Never having before received any communication from Mr. Yrujo—never having even exchanged one word of conversation with him in my life—I was not a little surprized at receiving this message, which I answered by a note to the following purport.
“Major Jackson presents his compliments to the Marquis de Casa Yrujo—In reply to his note of this morning, just now received, Major Jackson will be at his office, until 2 o’clock—and at his house, in Chesnut street next to Genl. Dickinsons until four o’clock, at either of which places he will see the Marquis de Casa Yrujo—or, if more convenient, he will wait on him.
Thursday Septr. 6th.”
This note was sent by Mr.
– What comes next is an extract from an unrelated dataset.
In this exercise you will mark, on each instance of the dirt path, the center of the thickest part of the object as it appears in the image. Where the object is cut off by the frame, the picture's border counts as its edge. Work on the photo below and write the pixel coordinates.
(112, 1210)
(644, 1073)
Johnson, my Clerk, and left at Governor McKeans—Mr. Breuil called on me soon after, and said that the Marquis de Casa Yrujo would be glad to see me at the Marquis’s House at 5 o’clock. I asked Mr. Breuil if he knew on what business Mr. Yrujo wanted to see me—he said he did not know. I went at 5 o’clock to Mr. Yrujo’s house, and on entering the room was accosted by him in nearly the following words.
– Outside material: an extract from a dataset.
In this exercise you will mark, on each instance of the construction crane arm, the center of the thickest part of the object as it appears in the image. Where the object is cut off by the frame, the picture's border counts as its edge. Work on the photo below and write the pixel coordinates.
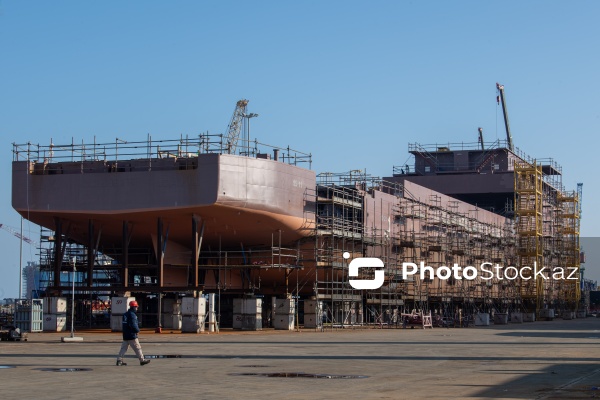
(18, 235)
(235, 125)
(502, 99)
“You will be surprized Major Jackson at the liberty I have taken in sending for you—but I trust an explanation of the motive will excuse me. I consider you, Sir, as a Gentleman, a Man of letters, and a Man of honor—By a political intolerance you have been forced to adopt a different profession from what you have heretofore pursued—but it is one in which, you are qualified to be very useful.
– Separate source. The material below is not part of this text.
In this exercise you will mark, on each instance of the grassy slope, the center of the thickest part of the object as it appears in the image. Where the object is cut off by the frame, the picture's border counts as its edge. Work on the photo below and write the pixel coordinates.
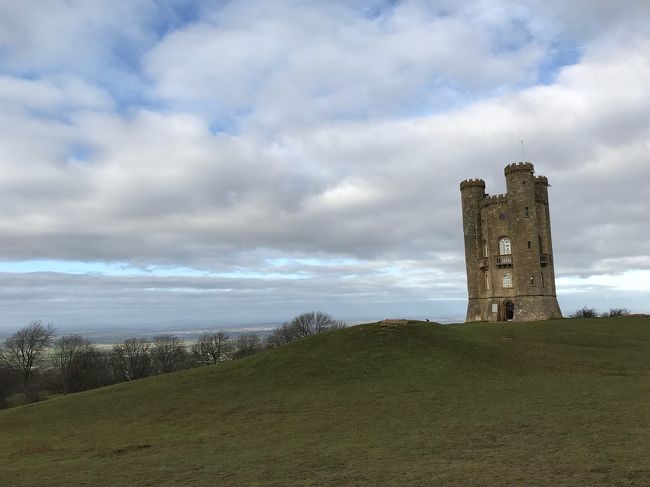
(560, 402)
“I observe by certain opinions expressed in your paper that you consider the present administration (for I will not call them government—) as disinclined to go to war with Spain—In this, however, you are mistaken—The reverse is the case or fact—and they only wish the federal papers to utter those opinions, that they may have an argument of that sort for indulging their wish to go to war with my country; which would certainly be very injurious to yours—For if the King, my Master, was to order three ships of the line and six frigates to the Mississippi—and three ships of the line and six frigates to Chesapeake, and three ships of the line and six frigates to Sandy Hook—what could you do? But you have it in your power to do much good by espousing the part of peace which is so necessary to both nations—and if you will consent to take elucidations from me on the subject, I will furnish them—and I will make you any acknowledgment.”—Perceiving at this moment his infamous purpose, I with difficulty stifled the emotions, which it excited and restrained my indignation. He went on to examine in detail the several points in dispute between Spain and the United States—and, as I wished to learn his opinions respecting them I suffered him to proceed. Among other observations he said “that if Mr. Pinckney had acted by instructions from the administration—or if his conduct should be approved by them war was inevitable—but he had no doubt war was the wish of our administration—for he had received a letter from New Orleans dated on the 25th of April last, which stated that there was a letter at that place in Mr. Jefferson’s hand writing dated in March last, which declared that if the settlers between the Mississippi and the Rio Perdido would raise the American colours they should be supported.” He continued his observations, and pressed me to give him an answer, assuring me “that this was no diplomatic management—but an epanchement (unbosoming) of himself to me as a man of honor—and he trusted I would so consider it.” I then quitted the room—he went with me to the street door, and again asked me when I would give him an answer—With difficulty I suppressed the indignation of my feelings, and left the house.
City of Phild. [Ls]—
Majr. William Jackson on his solemn oath saith that the within statements of facts are just & true—
Sworn & subscribd before me this 7th. Sepr. 1804
one of the aldermen of the City afd.